Sus agentes explotan
también mucho el lado tripero de los profesionales: las sobremesas
relajadas en restaurantes de muchos tenedores configuran un excelente escenario
para el establecimiento de lazos de complicidad.
Esto en lo que hace
al trato directo con la gente más o menos influyente. Pero hay que contar
también con las posibilidades que tiene la agencia de intervenir por la vía
empresarial: nunca ha carecido de medios, directos e indirectos, para persuadir
a tal o cual grupo empresarial o financiero de la conveniencia de invertir
–o de no invertir– aquí o allá. Y no hace falta decir qué formidable capacidad
de convicción otorga el poder accionarial.
No resulta nada
difícil hacer la traslación de ese esquema de funcionamiento, minuciosamente
descrito por Saunders, al mundo de los medios de comunicación de masas de la
España de hoy (o de la Francia de hoy, o de la Alemania de hoy: tanto da).
Conozco a un buen puñado de periodistas que tienen chollos rarísimos, sé
de fundaciones y asociaciones que financian actividades de nulo valor
intrínseco, me consta que se producen viajes de lujo de justificación
prácticamente imposible, hay premios y becas genuinamente inexplicables... y ya
casi mejor ni hablo de las comidas opíparas con sobremesas propicias a las
confidencias. En ocasiones, incluso, me ha tocado participar a mí en alguna
historia de ese estilo, más o menos de rebote.
¿Está la CIA detrás
de todo ello? De todo, no; seguro. Pero es fácil que sí esté detrás de algo.

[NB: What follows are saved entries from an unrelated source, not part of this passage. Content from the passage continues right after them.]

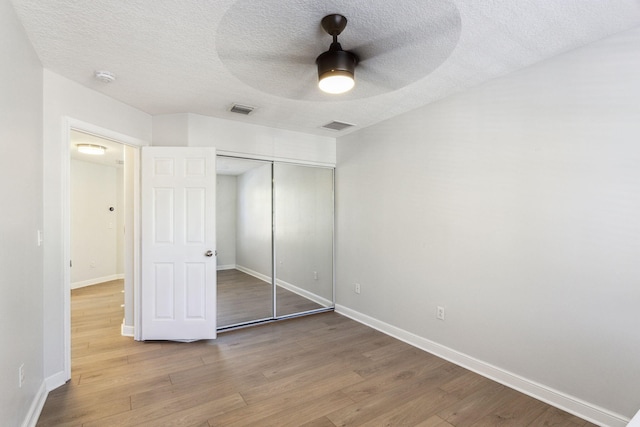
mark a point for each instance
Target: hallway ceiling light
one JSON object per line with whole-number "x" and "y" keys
{"x": 93, "y": 149}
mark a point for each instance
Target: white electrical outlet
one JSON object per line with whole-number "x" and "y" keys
{"x": 21, "y": 375}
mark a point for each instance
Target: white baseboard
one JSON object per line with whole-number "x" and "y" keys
{"x": 31, "y": 419}
{"x": 95, "y": 281}
{"x": 288, "y": 286}
{"x": 55, "y": 381}
{"x": 126, "y": 330}
{"x": 573, "y": 405}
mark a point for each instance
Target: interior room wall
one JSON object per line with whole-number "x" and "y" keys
{"x": 96, "y": 232}
{"x": 253, "y": 244}
{"x": 62, "y": 100}
{"x": 120, "y": 221}
{"x": 226, "y": 213}
{"x": 21, "y": 257}
{"x": 515, "y": 206}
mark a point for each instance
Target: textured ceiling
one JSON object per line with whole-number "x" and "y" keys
{"x": 202, "y": 56}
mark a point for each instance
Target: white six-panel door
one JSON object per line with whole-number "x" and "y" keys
{"x": 178, "y": 286}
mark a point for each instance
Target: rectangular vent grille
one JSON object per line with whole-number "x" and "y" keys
{"x": 337, "y": 125}
{"x": 241, "y": 109}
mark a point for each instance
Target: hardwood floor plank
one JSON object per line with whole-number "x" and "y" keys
{"x": 318, "y": 371}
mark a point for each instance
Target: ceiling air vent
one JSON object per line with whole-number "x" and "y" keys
{"x": 241, "y": 109}
{"x": 337, "y": 125}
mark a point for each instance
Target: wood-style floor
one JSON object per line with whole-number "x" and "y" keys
{"x": 316, "y": 371}
{"x": 244, "y": 298}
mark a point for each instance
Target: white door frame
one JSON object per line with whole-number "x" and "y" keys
{"x": 70, "y": 123}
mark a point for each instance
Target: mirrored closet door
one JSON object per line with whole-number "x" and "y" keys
{"x": 244, "y": 241}
{"x": 274, "y": 240}
{"x": 303, "y": 232}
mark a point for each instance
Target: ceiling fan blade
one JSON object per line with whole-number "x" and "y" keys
{"x": 270, "y": 57}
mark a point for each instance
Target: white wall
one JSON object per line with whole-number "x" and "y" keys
{"x": 21, "y": 194}
{"x": 64, "y": 99}
{"x": 253, "y": 244}
{"x": 226, "y": 213}
{"x": 516, "y": 206}
{"x": 243, "y": 139}
{"x": 96, "y": 232}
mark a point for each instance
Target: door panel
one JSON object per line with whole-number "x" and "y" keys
{"x": 178, "y": 295}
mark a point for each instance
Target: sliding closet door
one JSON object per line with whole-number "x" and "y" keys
{"x": 244, "y": 241}
{"x": 303, "y": 238}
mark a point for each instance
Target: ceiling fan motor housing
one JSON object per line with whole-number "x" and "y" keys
{"x": 336, "y": 61}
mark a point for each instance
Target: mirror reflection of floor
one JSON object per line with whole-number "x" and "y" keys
{"x": 244, "y": 298}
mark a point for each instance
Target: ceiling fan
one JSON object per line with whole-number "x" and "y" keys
{"x": 282, "y": 50}
{"x": 336, "y": 66}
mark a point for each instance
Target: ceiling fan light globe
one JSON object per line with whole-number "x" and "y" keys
{"x": 336, "y": 82}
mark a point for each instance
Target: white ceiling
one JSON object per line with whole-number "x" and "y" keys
{"x": 202, "y": 56}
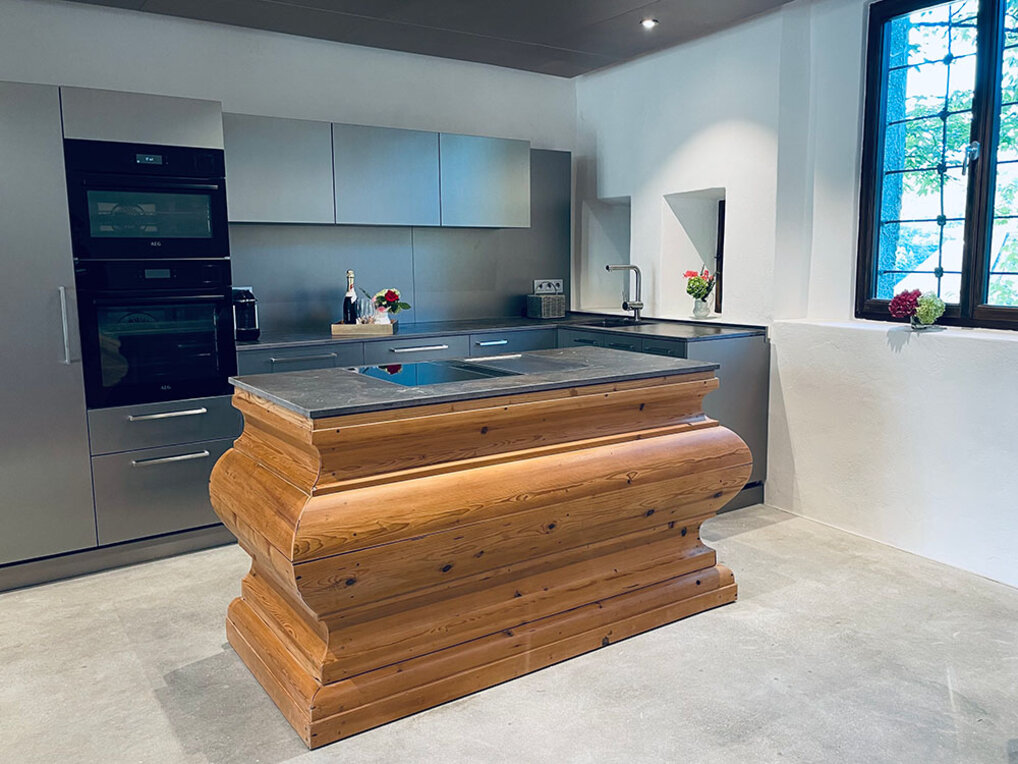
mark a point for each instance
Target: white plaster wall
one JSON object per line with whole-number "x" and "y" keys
{"x": 907, "y": 439}
{"x": 904, "y": 438}
{"x": 703, "y": 115}
{"x": 901, "y": 437}
{"x": 273, "y": 74}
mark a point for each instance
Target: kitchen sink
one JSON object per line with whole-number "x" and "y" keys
{"x": 614, "y": 323}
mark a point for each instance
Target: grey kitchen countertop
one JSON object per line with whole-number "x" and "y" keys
{"x": 332, "y": 392}
{"x": 661, "y": 328}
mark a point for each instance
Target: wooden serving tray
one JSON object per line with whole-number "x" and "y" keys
{"x": 355, "y": 330}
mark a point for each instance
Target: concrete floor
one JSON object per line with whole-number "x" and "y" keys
{"x": 839, "y": 649}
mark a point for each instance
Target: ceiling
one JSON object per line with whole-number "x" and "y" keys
{"x": 565, "y": 38}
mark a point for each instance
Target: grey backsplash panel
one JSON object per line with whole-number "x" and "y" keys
{"x": 298, "y": 271}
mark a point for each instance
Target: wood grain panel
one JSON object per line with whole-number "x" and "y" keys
{"x": 489, "y": 539}
{"x": 357, "y": 519}
{"x": 351, "y": 451}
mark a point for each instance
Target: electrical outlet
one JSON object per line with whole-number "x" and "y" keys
{"x": 549, "y": 286}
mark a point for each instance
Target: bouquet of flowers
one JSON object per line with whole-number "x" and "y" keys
{"x": 389, "y": 299}
{"x": 699, "y": 284}
{"x": 922, "y": 310}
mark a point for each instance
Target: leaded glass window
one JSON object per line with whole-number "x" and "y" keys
{"x": 940, "y": 180}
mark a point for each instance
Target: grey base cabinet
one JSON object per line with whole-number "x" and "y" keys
{"x": 155, "y": 490}
{"x": 45, "y": 481}
{"x": 151, "y": 465}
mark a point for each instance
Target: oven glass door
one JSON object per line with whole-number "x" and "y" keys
{"x": 128, "y": 217}
{"x": 115, "y": 213}
{"x": 156, "y": 347}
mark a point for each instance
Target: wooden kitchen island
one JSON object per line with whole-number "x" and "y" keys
{"x": 411, "y": 545}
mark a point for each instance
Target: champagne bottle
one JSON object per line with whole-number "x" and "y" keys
{"x": 350, "y": 301}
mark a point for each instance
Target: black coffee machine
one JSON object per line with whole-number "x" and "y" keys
{"x": 245, "y": 314}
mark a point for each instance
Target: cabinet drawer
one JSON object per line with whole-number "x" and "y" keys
{"x": 573, "y": 337}
{"x": 300, "y": 359}
{"x": 150, "y": 425}
{"x": 155, "y": 490}
{"x": 618, "y": 342}
{"x": 672, "y": 348}
{"x": 495, "y": 343}
{"x": 410, "y": 349}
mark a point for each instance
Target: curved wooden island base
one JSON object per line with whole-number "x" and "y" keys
{"x": 402, "y": 558}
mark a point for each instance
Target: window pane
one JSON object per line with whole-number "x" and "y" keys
{"x": 1002, "y": 286}
{"x": 928, "y": 121}
{"x": 922, "y": 256}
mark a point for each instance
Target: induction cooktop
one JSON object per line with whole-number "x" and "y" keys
{"x": 432, "y": 373}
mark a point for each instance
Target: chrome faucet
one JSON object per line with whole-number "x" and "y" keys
{"x": 630, "y": 305}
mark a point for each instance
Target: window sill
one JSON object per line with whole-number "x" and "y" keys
{"x": 949, "y": 333}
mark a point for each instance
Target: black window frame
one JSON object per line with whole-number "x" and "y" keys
{"x": 971, "y": 310}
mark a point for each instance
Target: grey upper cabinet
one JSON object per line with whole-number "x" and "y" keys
{"x": 278, "y": 170}
{"x": 486, "y": 181}
{"x": 45, "y": 477}
{"x": 386, "y": 176}
{"x": 138, "y": 118}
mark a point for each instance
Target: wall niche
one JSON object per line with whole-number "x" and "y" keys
{"x": 692, "y": 236}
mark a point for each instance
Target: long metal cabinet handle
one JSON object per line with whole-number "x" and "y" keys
{"x": 420, "y": 348}
{"x": 169, "y": 459}
{"x": 297, "y": 359}
{"x": 63, "y": 324}
{"x": 167, "y": 415}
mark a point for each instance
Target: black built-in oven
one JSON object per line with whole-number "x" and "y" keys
{"x": 155, "y": 330}
{"x": 137, "y": 201}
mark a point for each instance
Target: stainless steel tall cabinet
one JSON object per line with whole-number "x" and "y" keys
{"x": 46, "y": 504}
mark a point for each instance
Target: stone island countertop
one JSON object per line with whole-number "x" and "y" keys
{"x": 332, "y": 392}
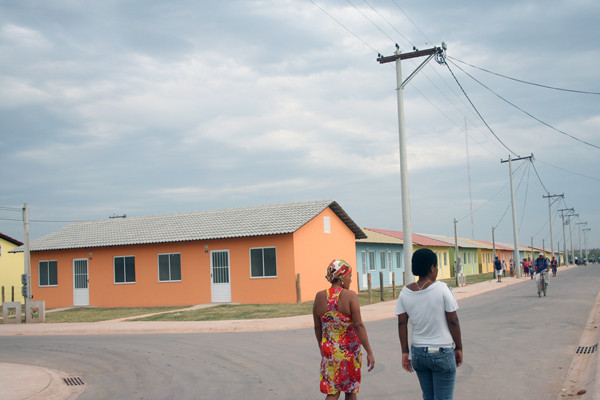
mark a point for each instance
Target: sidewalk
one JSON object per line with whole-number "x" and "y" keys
{"x": 20, "y": 382}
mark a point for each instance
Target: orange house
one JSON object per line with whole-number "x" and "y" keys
{"x": 267, "y": 254}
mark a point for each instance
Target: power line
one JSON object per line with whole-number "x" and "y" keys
{"x": 371, "y": 21}
{"x": 390, "y": 24}
{"x": 525, "y": 82}
{"x": 538, "y": 175}
{"x": 344, "y": 26}
{"x": 525, "y": 112}
{"x": 412, "y": 22}
{"x": 518, "y": 186}
{"x": 571, "y": 172}
{"x": 477, "y": 111}
{"x": 525, "y": 199}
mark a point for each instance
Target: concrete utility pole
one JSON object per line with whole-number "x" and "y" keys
{"x": 580, "y": 247}
{"x": 493, "y": 244}
{"x": 514, "y": 209}
{"x": 562, "y": 216}
{"x": 569, "y": 216}
{"x": 587, "y": 249}
{"x": 550, "y": 218}
{"x": 439, "y": 53}
{"x": 27, "y": 257}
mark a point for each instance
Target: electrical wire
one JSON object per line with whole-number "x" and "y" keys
{"x": 477, "y": 111}
{"x": 525, "y": 112}
{"x": 390, "y": 24}
{"x": 538, "y": 175}
{"x": 571, "y": 172}
{"x": 525, "y": 198}
{"x": 344, "y": 26}
{"x": 525, "y": 82}
{"x": 370, "y": 20}
{"x": 509, "y": 204}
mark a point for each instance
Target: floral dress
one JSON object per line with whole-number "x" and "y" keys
{"x": 340, "y": 347}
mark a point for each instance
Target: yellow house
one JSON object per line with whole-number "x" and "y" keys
{"x": 11, "y": 268}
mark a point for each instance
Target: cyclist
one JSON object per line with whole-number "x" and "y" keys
{"x": 554, "y": 265}
{"x": 541, "y": 267}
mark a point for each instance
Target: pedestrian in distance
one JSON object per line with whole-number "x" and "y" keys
{"x": 541, "y": 265}
{"x": 436, "y": 345}
{"x": 525, "y": 267}
{"x": 498, "y": 269}
{"x": 531, "y": 268}
{"x": 340, "y": 333}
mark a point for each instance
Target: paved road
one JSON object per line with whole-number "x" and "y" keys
{"x": 516, "y": 346}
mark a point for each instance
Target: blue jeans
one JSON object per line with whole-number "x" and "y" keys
{"x": 436, "y": 372}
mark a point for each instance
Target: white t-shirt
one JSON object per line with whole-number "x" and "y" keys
{"x": 426, "y": 311}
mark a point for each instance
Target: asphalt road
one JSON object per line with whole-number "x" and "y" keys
{"x": 516, "y": 346}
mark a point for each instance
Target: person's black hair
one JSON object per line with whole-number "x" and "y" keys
{"x": 422, "y": 261}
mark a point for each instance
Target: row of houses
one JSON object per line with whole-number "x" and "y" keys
{"x": 267, "y": 254}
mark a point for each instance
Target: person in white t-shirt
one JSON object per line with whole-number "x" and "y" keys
{"x": 436, "y": 348}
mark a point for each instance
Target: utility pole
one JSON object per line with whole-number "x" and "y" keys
{"x": 27, "y": 280}
{"x": 514, "y": 208}
{"x": 457, "y": 264}
{"x": 587, "y": 249}
{"x": 569, "y": 216}
{"x": 580, "y": 251}
{"x": 439, "y": 53}
{"x": 562, "y": 216}
{"x": 550, "y": 218}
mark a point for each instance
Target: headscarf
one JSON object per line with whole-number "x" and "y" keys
{"x": 337, "y": 269}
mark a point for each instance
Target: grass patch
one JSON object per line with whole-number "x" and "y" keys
{"x": 471, "y": 279}
{"x": 236, "y": 311}
{"x": 85, "y": 314}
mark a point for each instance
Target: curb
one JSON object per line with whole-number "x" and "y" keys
{"x": 581, "y": 379}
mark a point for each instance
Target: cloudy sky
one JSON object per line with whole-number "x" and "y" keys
{"x": 158, "y": 107}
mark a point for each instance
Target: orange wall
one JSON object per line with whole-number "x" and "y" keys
{"x": 248, "y": 290}
{"x": 308, "y": 252}
{"x": 146, "y": 291}
{"x": 316, "y": 249}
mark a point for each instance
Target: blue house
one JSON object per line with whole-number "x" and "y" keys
{"x": 379, "y": 253}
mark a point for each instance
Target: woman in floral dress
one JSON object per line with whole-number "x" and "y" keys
{"x": 340, "y": 332}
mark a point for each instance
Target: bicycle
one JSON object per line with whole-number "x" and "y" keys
{"x": 542, "y": 285}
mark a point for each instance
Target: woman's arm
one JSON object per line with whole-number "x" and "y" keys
{"x": 359, "y": 327}
{"x": 403, "y": 335}
{"x": 317, "y": 323}
{"x": 454, "y": 327}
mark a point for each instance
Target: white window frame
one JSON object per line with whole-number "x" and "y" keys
{"x": 48, "y": 275}
{"x": 363, "y": 260}
{"x": 326, "y": 224}
{"x": 372, "y": 262}
{"x": 399, "y": 259}
{"x": 169, "y": 266}
{"x": 124, "y": 271}
{"x": 263, "y": 262}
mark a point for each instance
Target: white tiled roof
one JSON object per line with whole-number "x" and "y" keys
{"x": 192, "y": 226}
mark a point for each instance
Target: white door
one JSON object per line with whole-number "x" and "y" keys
{"x": 390, "y": 268}
{"x": 219, "y": 275}
{"x": 81, "y": 294}
{"x": 363, "y": 260}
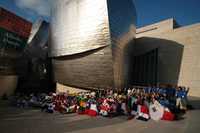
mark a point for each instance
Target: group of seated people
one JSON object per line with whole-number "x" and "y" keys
{"x": 155, "y": 103}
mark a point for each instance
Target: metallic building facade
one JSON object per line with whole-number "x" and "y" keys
{"x": 88, "y": 41}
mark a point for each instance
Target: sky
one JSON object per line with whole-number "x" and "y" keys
{"x": 185, "y": 12}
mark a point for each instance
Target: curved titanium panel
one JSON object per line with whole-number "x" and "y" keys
{"x": 89, "y": 40}
{"x": 122, "y": 19}
{"x": 78, "y": 26}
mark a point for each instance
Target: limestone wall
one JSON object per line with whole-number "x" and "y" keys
{"x": 186, "y": 53}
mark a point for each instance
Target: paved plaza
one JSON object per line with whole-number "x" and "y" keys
{"x": 15, "y": 120}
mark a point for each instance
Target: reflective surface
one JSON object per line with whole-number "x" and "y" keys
{"x": 78, "y": 26}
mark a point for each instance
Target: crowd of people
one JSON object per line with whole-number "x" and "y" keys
{"x": 157, "y": 103}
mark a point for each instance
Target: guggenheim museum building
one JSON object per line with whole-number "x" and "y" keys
{"x": 90, "y": 42}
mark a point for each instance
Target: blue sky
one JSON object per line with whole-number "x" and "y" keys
{"x": 148, "y": 11}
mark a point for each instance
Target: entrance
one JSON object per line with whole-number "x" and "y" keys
{"x": 145, "y": 69}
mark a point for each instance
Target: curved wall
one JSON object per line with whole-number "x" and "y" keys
{"x": 78, "y": 26}
{"x": 88, "y": 40}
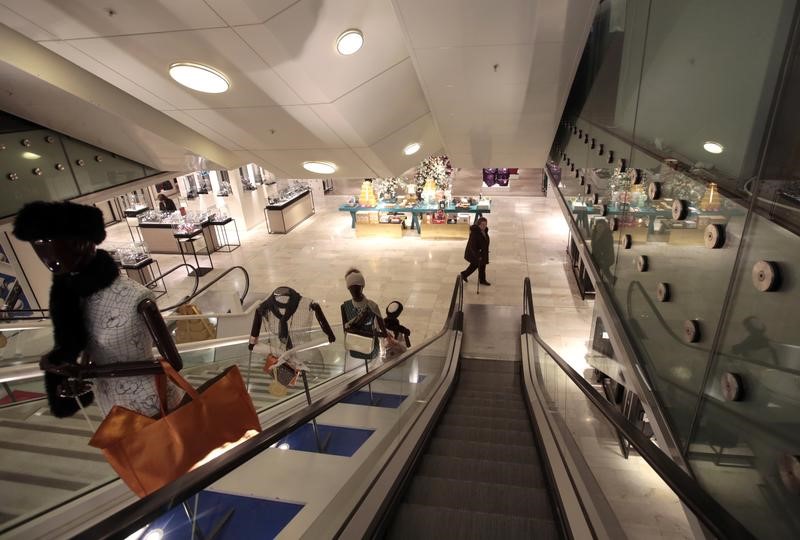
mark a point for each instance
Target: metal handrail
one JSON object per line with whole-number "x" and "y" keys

Ignoro de qué. No sé a través de quién. Pero, insisto: es fácil que lo esté.
La siguiente pregunta
es inevitable: en tal caso, ¿qué profesionales españoles de la comunicación
serán los que trabajan para la CIA? No me refiero a gente que lo esté haciendo
sin conciencia de ello –que de ésos puede haber varias toneladas–, sino a los
que lo hacen a sabiendas, porque están en nómina.
Admito que nunca había
pensado en esa posibilidad. Pero, ahora que me le ha planteado tras la lectura
del libro de Saunders, se me han venido a la cabeza sin demasiada dificultad
cinco o seis nombres. Y me da que no debo de andar muy errado. Pero tampoco es
cosa de hacer en público meras suposiciones, por bien traídas que parezcan.
Cierto es que la CIA
no necesita comprar periodistas españoles a puñados para que nuestros medios de
comunicación privilegien su versión de los acontecimientos. No lo necesita, en
primer lugar, porque los mass media españoles se nutren en muy buena
medida de los grandes medios norteamericanos trasmisores de noticias (las
grandes agencias de Prensa, las grandes cadenas de televisión, etcétera), con
lo que buena parte del trabajo ya les viene hecho, y convenientemente
orientado. Tampoco lo necesita, en segundo término, porque buena parte de los
profesionales españoles de la comunicación coinciden espontáneamente, por
así decirlo, con los puntos de vista del Gobierno de Washington. No vale la
pena empujar a nadie para que vaya por donde ya está caminando de buen grado.
Pero hay
una vuelta de tuerca más para la que probablemente sí se requiere una
intervención directa sobre el terreno. Me refiero al control, altamente
conveniente, sobre esa subespecie del periodismo que nutre el género de la
opinión, de tanto peso en España, esto es, sobre los perpetradores del cúmulo
de editoriales, columnas de Prensa y tertulias radiofónicas que se abaten a
diario sobre nuestra sufrida población, que los absorbe con tan singular como
desconcertante entusiasmo. La creación de una red de complicidades que invite
a los periodistas de ese género a suscribir los puntos de vista más
convenientes para los intereses estadounidenses tiene que ser, sin duda, un
objetivo de las antenas de la CIA en España. Y doy por hecho que lo
están persiguiendo con la máxima tenacidad, habida cuenta, sobre todo, del prejuicio antiamericano que se le
presupone, no sé con cuanto fundamento, a una parte considerable de la opinión
pública española.
No puedo probarlo por
la vía positiva, como ya antes decía, pero lo infiero sin mucha dificultad por
la vía negativa, a través de la simple constatación de lo complicado que
resulta no sostener esos puntos de vista cuando se trabaja en la España
actual para un gran medio de comunicación. Este humilde servidor de ustedes
podría darles abundante cuenta de ello, si no fuera porque no está aquí para
contarles su vida.
Termino. No sin antes
disculparme ante la autora y ante la editorial por lo muy interesada que ha
sido mi lectura de este libro. Mucho me temo que haberlo reconocido desde el
comienzo no me exculpe demasiado. Permítanme que trate de compensarlo, así sea
sólo en parte, diciendo que, aparte de para presuponer cómo trabaja la CIA con
los medios de comunicación de la España de hoy, este libro es fundamental para
saber cómo trabajó esa agencia en el mundo de los intelectuales y artistas en
la época de la guerra fría.
Yo le estoy muy
agradecido a Frances Stonor Sauders por haberse tomado el inmenso trabajo de
averiguarlo. Y de contárnoslo.
Puedo asegurarles
que, si se deciden a leer el libro, compartirán mi agradecimiento.